- The national flag of Zimbabwe
- Observed by: Zimbabwe
- Type: National
- Celebrations: Flag Hoisting, Parades, Singing Patriotic Songs, Speech by the President of Zimbabwe.
- Date: Second Monday of August
- Frequency: Annual

= Zimbabwe Heroes' Day =

Public holiday in Zimbabwe

Zimbabwe Heroes' Day, also referred to as National Heroes Day, is a public holiday in Zimbabwe that is observed on the second Monday in August each year in honor of Zimbabwe's liberation war heroes and heroines.

==History==
Zimbabwe war for liberation also known as Chimurenga or Rhodesian Bush War lasted more than 15 years and estimate of over 10,000 guerrilla fighters died and over 20,000 civilians were killed during the battle.

==Celebrations==
The main ceremonies to commemorate the day are held at the country's National Heroes Acre in Harare where notable deceased liberation war fighters who are afforded the title of National Hero are buried.
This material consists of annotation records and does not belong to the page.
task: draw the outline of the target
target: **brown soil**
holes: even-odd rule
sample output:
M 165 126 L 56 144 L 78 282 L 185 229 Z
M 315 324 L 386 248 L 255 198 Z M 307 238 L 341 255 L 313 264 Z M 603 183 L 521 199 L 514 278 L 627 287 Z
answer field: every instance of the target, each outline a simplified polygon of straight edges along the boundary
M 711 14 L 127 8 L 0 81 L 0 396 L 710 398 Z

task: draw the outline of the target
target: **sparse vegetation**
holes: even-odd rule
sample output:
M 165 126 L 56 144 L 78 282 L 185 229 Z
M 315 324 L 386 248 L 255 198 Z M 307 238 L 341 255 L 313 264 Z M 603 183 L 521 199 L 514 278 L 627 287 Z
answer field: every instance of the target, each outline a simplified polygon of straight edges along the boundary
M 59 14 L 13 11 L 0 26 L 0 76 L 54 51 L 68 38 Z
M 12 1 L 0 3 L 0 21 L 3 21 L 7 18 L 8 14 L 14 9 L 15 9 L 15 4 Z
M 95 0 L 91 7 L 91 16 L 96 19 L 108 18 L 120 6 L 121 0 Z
People come to lay down wreaths on the graves and the reigning president of Zimbabwe comes to pay his respects. A musical concert titled Heroes Day Gala is held featuring several artists who perform throughout the night on the day and the event will be free to access for the public. The galas are usually held at the National Sports Stadium which is situated opposite the hero's grave site and is broadcast live on ZBC TV. In 2021 the 41st edition of the Heroes Day was commemorated virtually because of the COVID-19 pandemic social distancing regulations, the president addressed the country at state house and the gala was held virtually as artists performed on television only. Zimbabwe Heroes Day is celebrated along with the Zimbabwe Defense Forces Day whereby the country celebrates its defense forces including the ground force army and airforce army. Defense Forces Day is on the next day after Heroes Day and the national army's tactics will be displayed to the public as entertainment. During these two days, schools will be closed and some businesses will not be operating.